Authors: Rachel Hore
Hugh Morton wasn’t one of these firebrands, though. He was passionate, she could see that, but he directed his passion into his writing and seemed sad rather than bitter.
‘I’m not a Communist, if that’s what you’re asking. I’m proud of my country. Just fed up with the same bloody people going on as though they know best. They make a show of asking what ordinary people think but then ignore them. Sorry, I’m preaching. How ill-mannered of me.’
‘Not at all,’ she said. She had been listening intently, chin in hand, elbow on the table. ‘It’s interesting. Is that what you want to write about, politics?’
‘Don’t you think there’s a sense in which everything is politics? You and I sitting here, like two different planets, circling one another, that’s politics. It’s all about human relationships, and that indeed is the territory of the writer.’
He gave one last pull on his cigarette and stubbed it out on the ashtray with a single, savage movement, then looked up into her face, his frown softening.
‘What about you? Do you write yourself or just tell other people how to do it?’
She felt the warmth rise to her cheeks. ‘Only a little,’ she said humbly. ‘Scribblings. I’d like to but I’m not very good, I’m afraid. For now, I love working with writers.’
‘It’s your first job, Stephen tells me. Straight from school?’
‘Yes. I had an idea about studying at university, but it simply wasn’t possible. My father . . . well, there’s not much spare money and my mother needed me at home.’ She told him about her parents, her brothers and her sister and he was interested that her brothers were twins.
‘I don’t have any siblings, you see, and my parents were often away. When I was four or five I used to imagine I had a brother . He was exactly my age, like my mirror opposite, and I used to speak to him in a language I made up. My father sent me to see a man about it, but it turned out there was nothing much wrong with me. Nothing that school wouldn’t sort out. Too much time alone, that was all. It’s true. I used to read, endlessly, and now I look back, what was real and the stories I read became muddled up in my mind.’
That happened to me, too,’ Isabel replied with enthusiasm. ‘The twins had each other.

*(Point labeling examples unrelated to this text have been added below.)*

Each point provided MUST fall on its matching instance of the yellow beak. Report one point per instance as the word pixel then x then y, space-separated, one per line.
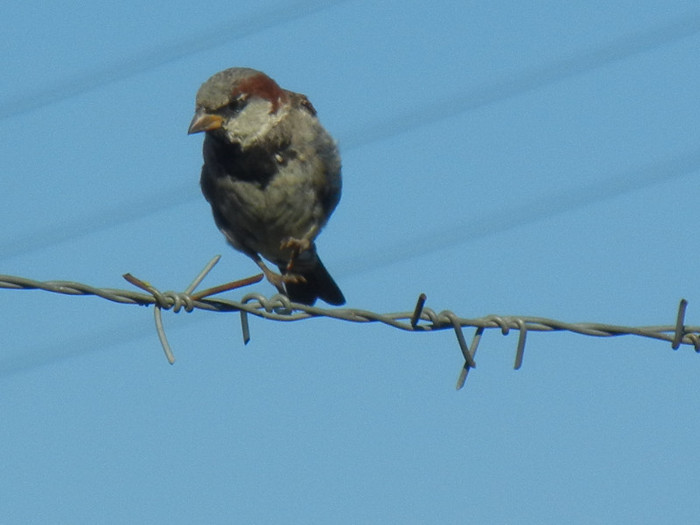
pixel 204 122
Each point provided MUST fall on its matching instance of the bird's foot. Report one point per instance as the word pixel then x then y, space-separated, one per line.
pixel 278 280
pixel 296 246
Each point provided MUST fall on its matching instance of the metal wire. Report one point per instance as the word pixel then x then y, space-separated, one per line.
pixel 419 319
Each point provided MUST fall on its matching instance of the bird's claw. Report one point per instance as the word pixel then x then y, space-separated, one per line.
pixel 296 246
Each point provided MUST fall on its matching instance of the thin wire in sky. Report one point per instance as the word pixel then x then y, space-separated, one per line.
pixel 469 100
pixel 215 36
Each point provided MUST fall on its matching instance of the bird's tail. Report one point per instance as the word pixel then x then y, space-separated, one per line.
pixel 319 283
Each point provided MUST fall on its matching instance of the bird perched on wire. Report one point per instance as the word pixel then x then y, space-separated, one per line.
pixel 272 176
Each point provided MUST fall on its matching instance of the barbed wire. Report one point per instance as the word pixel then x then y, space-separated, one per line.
pixel 420 319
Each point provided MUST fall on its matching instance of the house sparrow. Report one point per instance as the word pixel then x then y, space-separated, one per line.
pixel 272 176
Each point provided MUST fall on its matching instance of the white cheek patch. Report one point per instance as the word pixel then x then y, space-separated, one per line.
pixel 253 122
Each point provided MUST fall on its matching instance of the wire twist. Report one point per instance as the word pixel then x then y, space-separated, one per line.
pixel 420 319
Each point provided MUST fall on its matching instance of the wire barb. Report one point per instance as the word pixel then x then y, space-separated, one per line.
pixel 418 309
pixel 679 332
pixel 280 308
pixel 176 301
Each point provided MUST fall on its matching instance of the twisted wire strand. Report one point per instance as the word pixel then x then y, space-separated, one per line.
pixel 420 319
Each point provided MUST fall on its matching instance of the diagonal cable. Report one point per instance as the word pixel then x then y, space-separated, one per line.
pixel 215 36
pixel 489 93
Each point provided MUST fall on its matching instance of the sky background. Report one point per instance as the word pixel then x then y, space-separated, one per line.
pixel 514 158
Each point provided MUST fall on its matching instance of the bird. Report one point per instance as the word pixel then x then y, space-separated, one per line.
pixel 272 175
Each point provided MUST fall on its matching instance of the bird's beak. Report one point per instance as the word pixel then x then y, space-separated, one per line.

They didn’t take any notice of me. When I was thirteen, I desperately wanted to be Jo March in Little Women, but not to marry the dull old professor. I wish she’d married Laurie.’ She’d longed to meet a Laurie. She glanced at Hugh’s dark shorn curls and the thought popped into her head that he was very like the descriptions of Jo March’s rejected beau.

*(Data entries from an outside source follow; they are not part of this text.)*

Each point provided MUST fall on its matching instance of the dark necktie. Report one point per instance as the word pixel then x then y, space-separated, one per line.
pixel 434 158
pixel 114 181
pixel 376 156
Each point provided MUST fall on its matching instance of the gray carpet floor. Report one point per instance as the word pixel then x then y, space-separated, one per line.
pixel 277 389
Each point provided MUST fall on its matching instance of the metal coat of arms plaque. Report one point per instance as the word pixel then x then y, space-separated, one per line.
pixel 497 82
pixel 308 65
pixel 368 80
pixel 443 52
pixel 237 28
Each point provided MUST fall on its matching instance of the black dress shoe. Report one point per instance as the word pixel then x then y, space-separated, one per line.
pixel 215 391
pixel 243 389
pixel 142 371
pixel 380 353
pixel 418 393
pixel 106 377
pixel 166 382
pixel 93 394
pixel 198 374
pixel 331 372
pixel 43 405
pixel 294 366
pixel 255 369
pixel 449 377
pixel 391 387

‘Ah, so you’re a romantic. Very dangerous.’
‘Why does talking about love make one a romantic? You said yourself that writing is all about relationships. And what is love but the most intense of relationships. Not,’ she added, blushing, ‘that I know very much about that yet.’
‘Good lord, now I’ve gone and embarrassed you. Look, it’s dangerous to believe in happy endings. Life isn’t like that, all nicely tied up in a bow, which you girls seem to think.’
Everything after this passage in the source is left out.